It was purchased from an amber market by McKellar’s colleague Lida Xing, China University of Geosciences, who recognized its potential scientific importance. Within the amber, visible to the naked eye are a dense covering of feathers protruding from a tail segment which includes eight vertebrae and part of a ninth. Colleagues in China used a Synchrotron Radiation (SR) X-ray scan which enabled them to identify soft tissue, likely muscles, ligaments, and skin, as well as trace amounts of ferrous iron indicating that relics of hemoglobin remain trapped within the tail.
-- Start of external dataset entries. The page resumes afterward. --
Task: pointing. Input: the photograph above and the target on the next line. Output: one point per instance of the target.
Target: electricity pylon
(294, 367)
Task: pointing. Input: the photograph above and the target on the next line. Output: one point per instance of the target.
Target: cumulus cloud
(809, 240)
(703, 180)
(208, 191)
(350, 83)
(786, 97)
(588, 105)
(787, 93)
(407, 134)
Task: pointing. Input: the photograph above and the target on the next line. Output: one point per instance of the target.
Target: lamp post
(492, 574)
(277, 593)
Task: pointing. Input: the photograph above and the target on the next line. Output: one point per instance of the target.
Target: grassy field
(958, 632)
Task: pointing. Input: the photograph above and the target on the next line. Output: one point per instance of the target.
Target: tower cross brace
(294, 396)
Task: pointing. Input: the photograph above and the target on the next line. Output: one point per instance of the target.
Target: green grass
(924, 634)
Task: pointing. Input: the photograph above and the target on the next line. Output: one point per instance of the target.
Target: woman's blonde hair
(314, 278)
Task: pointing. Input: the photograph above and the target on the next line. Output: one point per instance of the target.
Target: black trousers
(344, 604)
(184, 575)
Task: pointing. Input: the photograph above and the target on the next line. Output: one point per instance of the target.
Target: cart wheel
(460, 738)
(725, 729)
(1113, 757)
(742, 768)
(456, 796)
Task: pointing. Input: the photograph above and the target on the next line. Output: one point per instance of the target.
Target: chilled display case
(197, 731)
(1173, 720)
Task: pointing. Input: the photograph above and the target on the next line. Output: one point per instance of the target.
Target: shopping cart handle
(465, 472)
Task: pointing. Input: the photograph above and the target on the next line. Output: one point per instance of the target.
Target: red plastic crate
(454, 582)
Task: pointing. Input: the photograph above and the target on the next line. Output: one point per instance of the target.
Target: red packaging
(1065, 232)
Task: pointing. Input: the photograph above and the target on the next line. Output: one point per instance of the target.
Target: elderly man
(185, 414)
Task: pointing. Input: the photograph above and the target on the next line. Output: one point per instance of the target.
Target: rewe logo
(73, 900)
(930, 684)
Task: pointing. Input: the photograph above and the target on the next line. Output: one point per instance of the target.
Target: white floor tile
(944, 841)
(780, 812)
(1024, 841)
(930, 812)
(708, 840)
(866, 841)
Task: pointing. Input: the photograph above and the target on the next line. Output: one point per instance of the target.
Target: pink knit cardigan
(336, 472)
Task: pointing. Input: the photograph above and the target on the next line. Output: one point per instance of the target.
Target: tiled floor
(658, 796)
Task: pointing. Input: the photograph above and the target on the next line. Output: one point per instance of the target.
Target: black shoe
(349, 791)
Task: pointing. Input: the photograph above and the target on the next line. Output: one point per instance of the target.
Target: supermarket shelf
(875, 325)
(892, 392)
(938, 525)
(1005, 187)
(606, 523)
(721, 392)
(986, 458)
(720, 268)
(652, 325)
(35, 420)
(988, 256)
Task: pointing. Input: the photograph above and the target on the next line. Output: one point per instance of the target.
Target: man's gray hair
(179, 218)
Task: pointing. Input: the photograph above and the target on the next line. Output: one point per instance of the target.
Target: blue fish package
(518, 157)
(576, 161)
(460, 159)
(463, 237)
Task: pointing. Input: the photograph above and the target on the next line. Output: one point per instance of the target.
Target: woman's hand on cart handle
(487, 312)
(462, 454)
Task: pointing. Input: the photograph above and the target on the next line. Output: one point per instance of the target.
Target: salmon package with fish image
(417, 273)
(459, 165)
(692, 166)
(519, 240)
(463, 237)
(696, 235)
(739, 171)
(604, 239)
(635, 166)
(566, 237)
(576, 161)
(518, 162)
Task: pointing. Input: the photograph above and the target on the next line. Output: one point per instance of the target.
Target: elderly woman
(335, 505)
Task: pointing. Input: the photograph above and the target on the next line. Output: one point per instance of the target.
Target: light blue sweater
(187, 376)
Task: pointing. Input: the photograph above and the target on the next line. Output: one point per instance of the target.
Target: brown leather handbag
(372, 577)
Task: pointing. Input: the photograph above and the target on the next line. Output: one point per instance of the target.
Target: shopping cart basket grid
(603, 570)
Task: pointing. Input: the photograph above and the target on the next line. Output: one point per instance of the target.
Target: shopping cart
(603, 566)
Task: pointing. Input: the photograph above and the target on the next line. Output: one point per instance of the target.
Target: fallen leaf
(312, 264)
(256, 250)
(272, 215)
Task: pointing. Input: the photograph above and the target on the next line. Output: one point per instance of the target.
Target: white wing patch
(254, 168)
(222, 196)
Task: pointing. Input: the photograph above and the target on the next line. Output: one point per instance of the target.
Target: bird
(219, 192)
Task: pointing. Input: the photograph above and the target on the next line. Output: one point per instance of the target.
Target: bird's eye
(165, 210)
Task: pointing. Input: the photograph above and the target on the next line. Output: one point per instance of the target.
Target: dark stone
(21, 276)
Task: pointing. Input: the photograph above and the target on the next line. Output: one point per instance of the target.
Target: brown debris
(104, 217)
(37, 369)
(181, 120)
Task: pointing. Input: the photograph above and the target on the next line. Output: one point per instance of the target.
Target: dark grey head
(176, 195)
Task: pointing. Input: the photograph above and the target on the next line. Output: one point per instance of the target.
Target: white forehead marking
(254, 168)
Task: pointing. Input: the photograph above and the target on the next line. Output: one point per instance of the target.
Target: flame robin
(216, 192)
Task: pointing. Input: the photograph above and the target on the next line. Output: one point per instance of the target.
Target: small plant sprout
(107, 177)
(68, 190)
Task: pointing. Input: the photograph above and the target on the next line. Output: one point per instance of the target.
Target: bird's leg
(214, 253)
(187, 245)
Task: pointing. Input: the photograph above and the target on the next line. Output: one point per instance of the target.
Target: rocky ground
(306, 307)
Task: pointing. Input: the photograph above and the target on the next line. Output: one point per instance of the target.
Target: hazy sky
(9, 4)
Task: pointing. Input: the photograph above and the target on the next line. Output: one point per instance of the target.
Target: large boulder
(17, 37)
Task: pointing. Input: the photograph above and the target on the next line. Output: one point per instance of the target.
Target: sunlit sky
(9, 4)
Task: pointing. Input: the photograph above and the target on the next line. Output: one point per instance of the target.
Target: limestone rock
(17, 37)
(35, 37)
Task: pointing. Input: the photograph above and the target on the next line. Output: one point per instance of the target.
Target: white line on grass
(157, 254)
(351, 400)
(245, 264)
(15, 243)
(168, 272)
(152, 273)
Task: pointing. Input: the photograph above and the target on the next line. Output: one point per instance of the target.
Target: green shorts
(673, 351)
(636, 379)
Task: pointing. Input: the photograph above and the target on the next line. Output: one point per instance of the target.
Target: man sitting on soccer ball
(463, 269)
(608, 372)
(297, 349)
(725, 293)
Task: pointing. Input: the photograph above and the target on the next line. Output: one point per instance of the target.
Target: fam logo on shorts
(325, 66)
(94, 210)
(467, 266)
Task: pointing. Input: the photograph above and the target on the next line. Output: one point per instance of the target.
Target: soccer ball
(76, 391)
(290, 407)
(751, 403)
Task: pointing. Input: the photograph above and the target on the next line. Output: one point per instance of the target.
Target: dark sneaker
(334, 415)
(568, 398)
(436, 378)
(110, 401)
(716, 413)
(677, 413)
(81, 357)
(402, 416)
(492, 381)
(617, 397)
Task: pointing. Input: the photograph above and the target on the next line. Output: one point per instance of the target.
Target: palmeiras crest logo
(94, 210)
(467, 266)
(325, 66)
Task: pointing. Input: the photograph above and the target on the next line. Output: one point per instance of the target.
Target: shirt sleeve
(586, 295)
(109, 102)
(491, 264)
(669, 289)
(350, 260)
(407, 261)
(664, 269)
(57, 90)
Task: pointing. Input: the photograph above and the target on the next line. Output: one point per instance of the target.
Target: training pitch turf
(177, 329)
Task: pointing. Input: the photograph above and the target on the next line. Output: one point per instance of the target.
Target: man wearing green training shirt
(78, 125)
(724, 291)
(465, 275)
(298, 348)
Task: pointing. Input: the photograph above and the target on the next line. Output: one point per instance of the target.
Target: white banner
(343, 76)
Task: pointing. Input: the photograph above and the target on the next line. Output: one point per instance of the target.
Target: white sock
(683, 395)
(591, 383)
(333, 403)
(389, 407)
“We used the specialized photography and microscopy setup at the RSM to do most of the detailed specimen study, while the bones and specimen chemistry were studied using synchrotrons in China,” McKellar said. “The synchrotron scans allowed us to see the outlines of the bones, and how the feathers attached to the skin. The bone shapes showed that this tail was long and flexible which is unlike the tail type present in modern birds and their close relatives.”
What makes this specimen particularly unique is that although these feathers are not the first to be found in amber, most other discoveries have been challenging to link to their source animal. This specimen unquestionably represents the feathered tail of a non-avian dinosaur preserved in the amber from about 99 million years ago. The RSM is one of only a few facilities in the world where this type of fossil feather research is taking place.
McKellar and his colleagues at the museum, work on amber from dinosaur bone beds across the prairie provinces. They are looking for insects and ecological details and hope to someday find comparable specimens.
McKellar has broad interests in palaeontology, however his current research is focused primarily on amber inclusions and composition. He believes there is tremendous value in amber as a supplement to the fossil record of dinosaurs.
“This is a new source of information that is worth researching with intensity, and protecting as a fossil resource,” McKellar said.
This project was funded in part by a National Geographic Expeditions Council grant.